Project

General

Profile

action #152389

Updated by mkittler 5 months ago

## Observation 
 openQA test in scenario sle-15-SP5-Server-DVD-Updates-x86_64-qam_kernel_multipath@64bit fails in 
 [multipath_iscsi](https://openqa.suse.de/tests/13018864/modules/multipath_iscsi/steps/23) 

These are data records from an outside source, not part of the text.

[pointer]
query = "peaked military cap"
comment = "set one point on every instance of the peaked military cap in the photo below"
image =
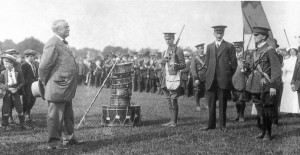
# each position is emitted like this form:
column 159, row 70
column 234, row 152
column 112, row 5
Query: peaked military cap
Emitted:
column 200, row 46
column 260, row 30
column 219, row 28
column 238, row 44
column 11, row 51
column 169, row 35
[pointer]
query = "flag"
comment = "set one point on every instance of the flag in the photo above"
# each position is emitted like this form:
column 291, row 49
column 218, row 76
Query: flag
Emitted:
column 254, row 15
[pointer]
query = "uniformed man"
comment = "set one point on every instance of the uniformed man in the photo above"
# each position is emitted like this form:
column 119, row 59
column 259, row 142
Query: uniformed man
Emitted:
column 151, row 73
column 264, row 81
column 139, row 74
column 220, row 62
column 239, row 82
column 173, row 60
column 136, row 72
column 185, row 73
column 198, row 72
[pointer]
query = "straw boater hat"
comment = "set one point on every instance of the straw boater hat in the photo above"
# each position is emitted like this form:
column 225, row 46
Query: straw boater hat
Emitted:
column 38, row 89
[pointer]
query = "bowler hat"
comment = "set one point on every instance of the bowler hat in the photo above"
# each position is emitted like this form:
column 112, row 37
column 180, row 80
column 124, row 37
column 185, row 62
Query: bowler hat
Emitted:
column 37, row 89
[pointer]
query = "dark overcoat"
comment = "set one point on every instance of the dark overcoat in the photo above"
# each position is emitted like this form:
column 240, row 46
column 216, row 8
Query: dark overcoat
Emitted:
column 220, row 62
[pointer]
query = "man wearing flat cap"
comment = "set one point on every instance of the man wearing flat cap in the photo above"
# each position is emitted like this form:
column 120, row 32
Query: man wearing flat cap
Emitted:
column 30, row 72
column 173, row 60
column 198, row 71
column 58, row 73
column 221, row 63
column 15, row 54
column 264, row 81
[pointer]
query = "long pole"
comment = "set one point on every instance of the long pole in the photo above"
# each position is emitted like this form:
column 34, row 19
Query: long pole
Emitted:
column 96, row 95
column 287, row 38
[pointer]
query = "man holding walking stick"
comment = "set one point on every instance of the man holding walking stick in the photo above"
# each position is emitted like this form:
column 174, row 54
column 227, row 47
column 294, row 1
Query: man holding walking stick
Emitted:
column 58, row 74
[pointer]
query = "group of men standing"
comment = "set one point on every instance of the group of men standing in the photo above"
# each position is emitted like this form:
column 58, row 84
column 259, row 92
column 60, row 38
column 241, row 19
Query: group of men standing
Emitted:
column 225, row 71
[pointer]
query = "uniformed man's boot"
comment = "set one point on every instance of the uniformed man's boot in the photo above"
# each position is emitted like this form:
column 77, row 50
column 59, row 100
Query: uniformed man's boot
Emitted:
column 170, row 114
column 242, row 110
column 174, row 116
column 263, row 132
column 237, row 113
column 22, row 122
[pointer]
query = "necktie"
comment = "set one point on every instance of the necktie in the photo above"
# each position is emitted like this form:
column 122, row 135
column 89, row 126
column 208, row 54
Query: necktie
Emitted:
column 33, row 69
column 65, row 42
column 12, row 79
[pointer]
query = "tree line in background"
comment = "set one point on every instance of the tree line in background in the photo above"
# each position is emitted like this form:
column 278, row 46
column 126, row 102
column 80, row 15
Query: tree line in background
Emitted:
column 36, row 45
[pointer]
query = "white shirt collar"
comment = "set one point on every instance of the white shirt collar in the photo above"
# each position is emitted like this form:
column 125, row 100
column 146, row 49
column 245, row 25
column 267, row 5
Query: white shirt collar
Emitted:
column 218, row 42
column 261, row 44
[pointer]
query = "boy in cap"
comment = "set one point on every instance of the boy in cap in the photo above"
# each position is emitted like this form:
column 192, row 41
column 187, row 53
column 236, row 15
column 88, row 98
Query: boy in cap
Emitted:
column 221, row 63
column 263, row 81
column 198, row 72
column 173, row 62
column 11, row 81
column 30, row 72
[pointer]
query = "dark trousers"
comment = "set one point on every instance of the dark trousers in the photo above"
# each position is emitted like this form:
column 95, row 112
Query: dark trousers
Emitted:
column 60, row 122
column 28, row 100
column 199, row 92
column 172, row 99
column 277, row 104
column 140, row 84
column 152, row 85
column 98, row 80
column 212, row 95
column 264, row 104
column 10, row 99
column 134, row 82
column 146, row 84
column 184, row 86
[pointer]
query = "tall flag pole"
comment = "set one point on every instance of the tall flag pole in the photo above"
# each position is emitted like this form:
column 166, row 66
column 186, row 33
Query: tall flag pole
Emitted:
column 254, row 15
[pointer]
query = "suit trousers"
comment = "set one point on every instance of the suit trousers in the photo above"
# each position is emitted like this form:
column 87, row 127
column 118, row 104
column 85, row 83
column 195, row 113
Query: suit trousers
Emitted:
column 60, row 121
column 28, row 100
column 212, row 95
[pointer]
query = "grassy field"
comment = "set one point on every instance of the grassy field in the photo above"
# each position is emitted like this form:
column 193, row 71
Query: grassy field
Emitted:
column 151, row 138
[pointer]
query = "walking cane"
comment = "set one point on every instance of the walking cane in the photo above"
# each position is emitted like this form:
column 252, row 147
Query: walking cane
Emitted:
column 97, row 94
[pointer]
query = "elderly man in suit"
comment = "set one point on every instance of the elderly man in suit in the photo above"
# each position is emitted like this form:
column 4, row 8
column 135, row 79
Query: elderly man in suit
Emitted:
column 30, row 72
column 221, row 62
column 58, row 73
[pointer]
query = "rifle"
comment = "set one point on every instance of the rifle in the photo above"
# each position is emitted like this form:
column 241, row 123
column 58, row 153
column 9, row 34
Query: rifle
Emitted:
column 174, row 52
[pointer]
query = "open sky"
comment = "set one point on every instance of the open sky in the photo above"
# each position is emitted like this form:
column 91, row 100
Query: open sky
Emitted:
column 139, row 24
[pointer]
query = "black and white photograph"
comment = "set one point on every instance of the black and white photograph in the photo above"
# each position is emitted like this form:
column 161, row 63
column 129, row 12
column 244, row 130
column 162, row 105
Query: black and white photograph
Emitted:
column 157, row 77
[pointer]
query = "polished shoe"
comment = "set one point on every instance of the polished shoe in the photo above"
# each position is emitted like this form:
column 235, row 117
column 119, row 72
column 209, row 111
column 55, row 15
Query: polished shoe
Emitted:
column 260, row 136
column 70, row 142
column 206, row 128
column 241, row 119
column 267, row 138
column 173, row 125
column 166, row 124
column 7, row 128
column 235, row 119
column 25, row 127
column 224, row 129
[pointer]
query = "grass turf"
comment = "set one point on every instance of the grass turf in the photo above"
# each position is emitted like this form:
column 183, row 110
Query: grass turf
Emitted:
column 150, row 137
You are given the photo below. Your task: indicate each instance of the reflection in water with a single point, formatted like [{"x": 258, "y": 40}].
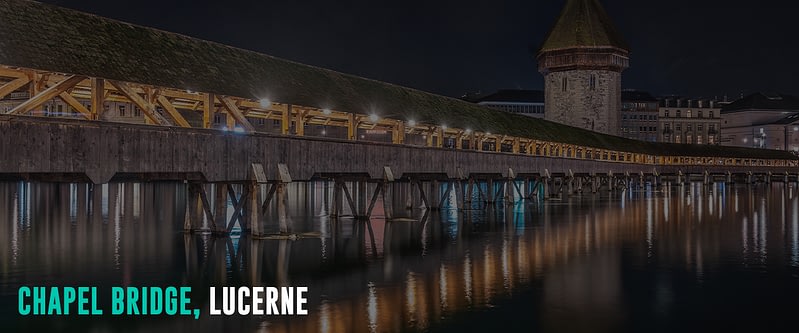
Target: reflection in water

 ## Test suite description 
 Testsuite maintained at https://gitlab.suse.de/qa-maintenance/qam-openqa-yml. Maintainer: jpupava on 15sp1 is problem missing python-xml package 

 ## Reproducible 
 Fails since (at least) Build [20231210-1](https://openqa.suse.de/tests/13018864) (current job) 

 ## Expected result 
 Last good: [20231208-1](https://openqa.suse.de/tests/13010854) (or more recent) 

 ## Acceptance criteria 
 * **AC1:** failed+parallel_failed on https://monitor.qa.suse.de/d/nRDab3Jiz/openqa-jobs-test?orgId=1&viewPanel=24 is significantly below 20% again 
 * **AC2:** same as AC1 but also after the next weekend and worker host reboots 

 ## Problem 
 Pinging (as of certain sizes via `-s` parameter) and certain traffic (e.g. SSH) hangs when using via GRE tunnels (the MM test setup). 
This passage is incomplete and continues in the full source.